What you need to know:
- The insurance sector adopted innovations during the year, influenced by Covid-19 restrictions.
- Players in July launched the online motor third party payment portal, which has seen sales in excess of Shs8.8b paid through the platform for more than 116,000 policies.
- The industry is also expected to start implementing local marine insurance in the quarter ending March 2021, after facilitating frameworks were developed and signed off.
Insurers paid out claims worth Shs225.5b in the third quarter of 2020. However, the sector collected Shs818b in premiums.
Insurance companies shoulder risks that customer would otherwise face in case of an occurrence, for example, a fire, at a fee known as premium.
Shouldering the risk signifies that an insurance company will pay out money defined as a claim to a customer on the off chance that the insured occurrence.
Uganda’s insurance industry comprises nine life insurance companies, 21 non-life insurance companies, two micro insurers and five health membership organisations.
Data released by the Insurance Regulatory Authority (IRA) yesterday indicate that insurance companies paid out more claims between January and September 2020 compared to the same period in 2019.
Customers collected claims worth Shs225.5b in the third quarter of 2020 compared to Shs200.7b in 2019.
Non-life, otherwise known as general insurance companies, paid out the most claims, recording Shs112.5b in net claims, compared to shs82.1b paid out by life companies.
The five licensed health membership organisations paid out Shs30.7b in claims and micro insurers paid Shs44.7m.
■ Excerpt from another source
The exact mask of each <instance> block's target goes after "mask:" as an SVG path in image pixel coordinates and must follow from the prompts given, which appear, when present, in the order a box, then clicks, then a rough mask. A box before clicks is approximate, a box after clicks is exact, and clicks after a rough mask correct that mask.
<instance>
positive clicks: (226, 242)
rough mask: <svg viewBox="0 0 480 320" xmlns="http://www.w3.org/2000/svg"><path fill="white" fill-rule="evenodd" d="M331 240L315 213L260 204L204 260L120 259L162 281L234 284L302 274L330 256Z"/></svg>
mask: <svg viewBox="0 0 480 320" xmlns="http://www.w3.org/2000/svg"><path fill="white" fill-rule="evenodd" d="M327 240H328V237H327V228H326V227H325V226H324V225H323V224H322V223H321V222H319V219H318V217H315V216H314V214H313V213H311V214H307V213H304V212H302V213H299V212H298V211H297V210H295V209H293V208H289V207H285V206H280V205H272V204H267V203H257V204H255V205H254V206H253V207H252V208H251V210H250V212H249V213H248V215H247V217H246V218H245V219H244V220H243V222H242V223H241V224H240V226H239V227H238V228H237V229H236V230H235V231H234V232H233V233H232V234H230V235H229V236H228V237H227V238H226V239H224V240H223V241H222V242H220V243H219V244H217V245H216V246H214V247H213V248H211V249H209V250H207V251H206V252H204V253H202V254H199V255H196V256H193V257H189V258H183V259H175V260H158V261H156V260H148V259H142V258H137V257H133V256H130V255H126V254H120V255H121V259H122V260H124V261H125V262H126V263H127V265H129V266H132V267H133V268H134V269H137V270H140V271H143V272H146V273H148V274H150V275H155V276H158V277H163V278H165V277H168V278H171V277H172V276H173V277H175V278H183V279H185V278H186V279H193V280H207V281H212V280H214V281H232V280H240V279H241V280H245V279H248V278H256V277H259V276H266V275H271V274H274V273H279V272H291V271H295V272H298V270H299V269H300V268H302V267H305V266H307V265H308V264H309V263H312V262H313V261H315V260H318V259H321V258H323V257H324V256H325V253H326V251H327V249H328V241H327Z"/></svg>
According to IRA, increased claims pay-out builds confidence in the sector, which could explain the increase in written premiums.
The industry registered a 9.3 per cent growth in premiums, collecting Shs818b in the third quarter of 2020 compared to Shs747.6b during the same period in 2019.
The performance, albeit good, was still lower than the average growth of more than 10 per cent, which Mr Alhaj Kaddunabbi Ibrahim Lubega, the IRA chief executive officer, said was partly affected by unfavourable macro-economic conditions occasioned by Covid-19.
“Growth of 3.1 per cent was registered in 2019/20 compared to 6.8 per cent in 2018/19, much lower than the previous year, largely due to the reduced global demand,” he said.
General insurance companies contributed most to the premiums written, registering Shs524.8b reflective of 64.1 per cent of gross written premiums while the life segment wrote Shs237.5b, representing 29 per cent of gross written premium.
Health membership organisations wrote Shs55.9b while micro insurance companies posted Shs373.9m in premiums.
Jubilee Insurance, UAP, Sanlam, Britam and Insurance Company of East Africa were the top five leading general insurance companies in gross written premiums.
Jubilee, ICEA, Prudential, UAP and Liberty were the leading life insurance companies that collected the highest premiums.
According to Mr Kaddunabbi, the sector was affected by Covid-19 with related effects such as lockdown that slowed down economic activities and low consumer awareness among others.
The insurance sector adopted innovations during the year, influenced by Covid-19 restrictions.
Players in July launched the online motor third party payment portal, which has seen sales in excess of Shs8.8b paid through the platform for more than 116,000 policies.
The industry is also expected to start implementing local marine insurance in the quarter ending March 2021, after facilitating frameworks were developed and signed off.
The regulator is also in the process of setting up the insurance appeals tribunal which will settle disputes in the industry.
On the agenda for 2021, IRA reveals plans to ensure operationalisation of the Insurance Act, finalising the pending regulations and the new motor vehicle insurance law.